L’envie de partage et la curiosité sont à l’origine de ce blog. Garder les yeux ouverts sur l’actualité littéraire sans courir en permanence après les nouveautés. S’autoriser les chemins de traverse et les pas de côté, parler surtout de livres, donc, mais ne pas s’interdire d’autres horizons. Bref, se jeter à l’eau ou se remettre en selle et voir ce qui advient. Aire(s) Libre(s), ça commence ici.
Le Royaume désuni, Jonathan Coe (Gallimard) – Mélanie
Le Royaume désuni, Jonathan Coe (Gallimard) – Mélanie

Le Royaume désuni, Jonathan Coe (Gallimard) – Mélanie

Il y a finalement peu d’auteurs qui ont l’effet d’un doudou réconfortant, sorte de valeur sûre qui peut certes une fois de temps en temps nous décevoir un peu mais dont l’oeuvre globale renvoie à un seul mot : le plaisir. Pour ma part, Jonathan Coe est de ceux-là et réunit tout ce qui peut faire naître une sorte de bonheur archaïque de la lecture : un art du récit jamais démenti, un ton so british tellement délicieux, un mélange de rire désespéré, d’auscultation de nos sociétés peu reluisantes et de foi en l’être humain – bref, depuis que j’ai pour la première fois goûté à cette drogue douce il y a ô mon dieu de trop nombreuses années avec Testament à l’anglaise, j’ai toujours un petit frisson de joie lorsque j’apprends la sortie d’un nouveau livre de cet auteur.

Le royaume désuni ne fera pas exception à la règle : je me suis assise dans mon canapé avec le livre, l’ai ouvert, et la vie s’est arrêtée autour de moi jusqu’à ce que j’atteigne les dernières lignes – bouleversante d’ailleurs ces dernières lignes, et directement inspirées d’un épisode récent de la vie de Jonathan Coe mais je serais sans cœur de vous dévoiler pourquoi : lisez et vous verrez.
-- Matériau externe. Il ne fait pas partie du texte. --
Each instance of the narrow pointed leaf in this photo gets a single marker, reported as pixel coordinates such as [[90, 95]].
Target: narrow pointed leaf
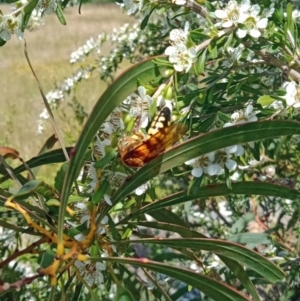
[[123, 86], [247, 188], [204, 144], [227, 249], [209, 286]]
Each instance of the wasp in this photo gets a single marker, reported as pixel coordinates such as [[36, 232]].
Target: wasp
[[139, 149]]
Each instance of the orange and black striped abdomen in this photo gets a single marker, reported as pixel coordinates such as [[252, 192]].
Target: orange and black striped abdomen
[[162, 136]]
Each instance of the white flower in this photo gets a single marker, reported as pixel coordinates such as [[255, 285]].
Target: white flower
[[94, 176], [162, 102], [223, 158], [201, 164], [240, 116], [44, 115], [233, 55], [100, 146], [107, 200], [140, 106], [91, 272], [295, 14], [179, 2], [142, 189], [133, 6], [114, 122], [9, 24], [252, 23], [84, 212], [115, 179], [232, 13], [181, 56], [178, 36], [47, 6], [292, 96]]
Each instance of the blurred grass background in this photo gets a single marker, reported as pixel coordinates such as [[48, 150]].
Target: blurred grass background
[[49, 50]]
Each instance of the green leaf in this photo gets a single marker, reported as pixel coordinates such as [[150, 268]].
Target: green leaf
[[59, 178], [206, 143], [47, 258], [2, 42], [36, 186], [55, 156], [250, 238], [27, 13], [60, 15], [64, 4], [168, 216], [99, 194], [107, 158], [242, 275], [124, 85], [233, 265], [48, 145], [265, 100], [146, 19], [248, 188], [123, 294], [227, 249], [209, 286], [201, 62]]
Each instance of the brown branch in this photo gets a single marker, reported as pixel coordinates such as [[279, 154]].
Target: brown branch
[[196, 7], [17, 285], [284, 67], [22, 252]]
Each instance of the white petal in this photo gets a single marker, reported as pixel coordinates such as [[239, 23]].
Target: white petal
[[107, 200], [197, 172], [221, 14], [227, 24], [262, 23], [190, 162], [169, 50], [214, 169], [227, 124], [240, 151], [249, 110], [211, 156], [231, 164], [255, 9], [104, 220], [142, 91], [255, 33], [231, 149]]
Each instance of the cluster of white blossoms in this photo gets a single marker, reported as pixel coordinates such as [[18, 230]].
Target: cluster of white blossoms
[[11, 24], [91, 272], [246, 16], [213, 163], [180, 55]]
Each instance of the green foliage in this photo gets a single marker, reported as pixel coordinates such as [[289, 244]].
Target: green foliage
[[109, 230]]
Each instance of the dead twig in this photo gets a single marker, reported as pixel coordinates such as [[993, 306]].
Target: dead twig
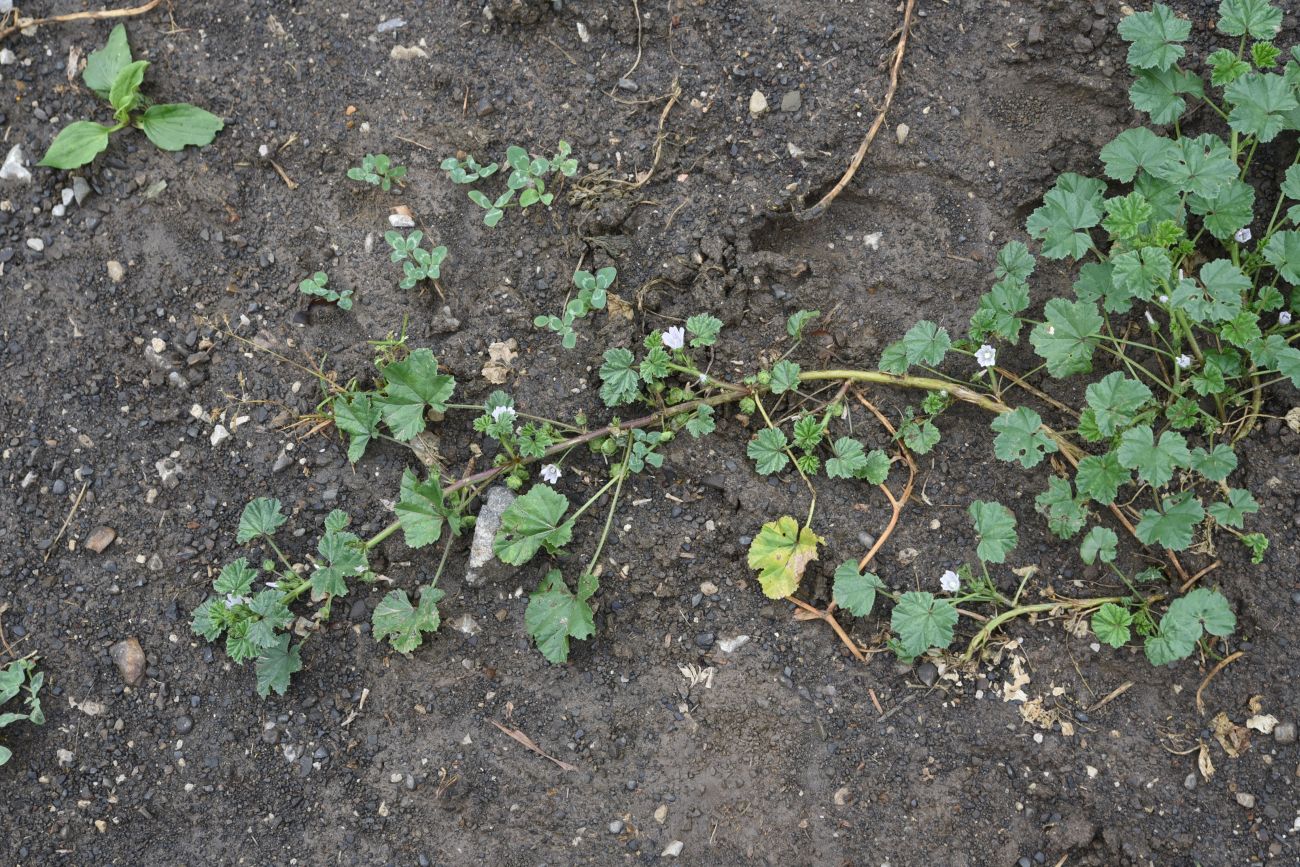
[[66, 521], [819, 208], [1116, 693], [532, 745], [1223, 663], [22, 24]]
Comme à son habitude, Jonathan Coe aime jouer avec les différentes temporalités. Le livre s’ouvre au début de l’année 2019, alors que la jeune Lorna, musicienne de jazz, fait sa première tournée européenne en Autriche et en Allemagne, poursuivie par les angoissantes traces de l’épidémie de covid qui confinera chez eux une grande partie des habitants du monde quelques jours plus tard. Alors que les salles de spectacle ferment derrière elle les unes après les autres au lendemain de ses concerts, elle prend tous les jours des nouvelles de sa grand-mère Mary, désormais octogénaire et veuve, et qui vit seule dans sa grande maison de Bournville. Et c’est le vrai point de départ du roman : remontant le temps, le récit va alors relater la vie de cette vieille femme et de sa famille, chaque chapitre étant construit autour d’un événement marquant de l’histoire du Royaume-Uni, depuis le jour de la victoire du 8 mai 1945 jusqu’au 75ème anniversaire de cette même victoire, le 8 mai 2020 – en pleine épidémie de covid, donc. Entre les deux, toute l’évolution de la société anglaise est passée au crible à travers le destin de cette famille et de ses différents membres, qui vivront le couronnement de la Reine Elisabeth II, la finale de la Coupe du Monde de 1966 entre l’Angleterre et l’Allemagne, ou encore la mort de Lady Diana.

Photo : D.R.

Évolution politique, sociale mais aussi économique : le décor n’est pas anodin puisque le récit a pour cœur géographique Bournville, ville modèle du sud-ouest de Birmingham fondée par une famille Quaker pour les employés de son usine de chocolat Cadbury, symbole dans un premier temps de l’économie florissante de l’Angleterre avant de devenir le fer de lance de la bataille contre l’Europe qui ne reconnaît pas comme chocolat les produits fabriqués en raison des ingrédients utilisés. Bournville devient ainsi le terreau narratif parfait, contenant en son sein toutes les problématiques que va traverser la société anglaise pendant plus d’un demi-siècle. Le racisme latent, le repli sur soi ou l’ouverture, le respect ou non de la monarchie, l’adhésion ou non à l’Europe, l’indépendance ou non des pays du Royaume-Uni, les choix de vie, les relations familiales, amicales ou amoureuses : avec un art du récit épatant, une maîtrise de la construction impressionnante, un mélange des genres, des tons et des voix impeccable, c’est une très très grande réussite que ce nouveau roman de Jonathan Coe à qui, si l’on osait, on demanderait bien, à l’image de cette pub Cadbury des années 80 (je vous parle d’un temps que les moins de 40 ans ne peuvent pas connaître), « de le faire un peu plus long », pour le savourer encore plus longtemps !

Traduction Marguerite Capelle.

Mélanie.

Le Royaume désuni, Jonathan Coe, Gallimard, 496 p., 23€.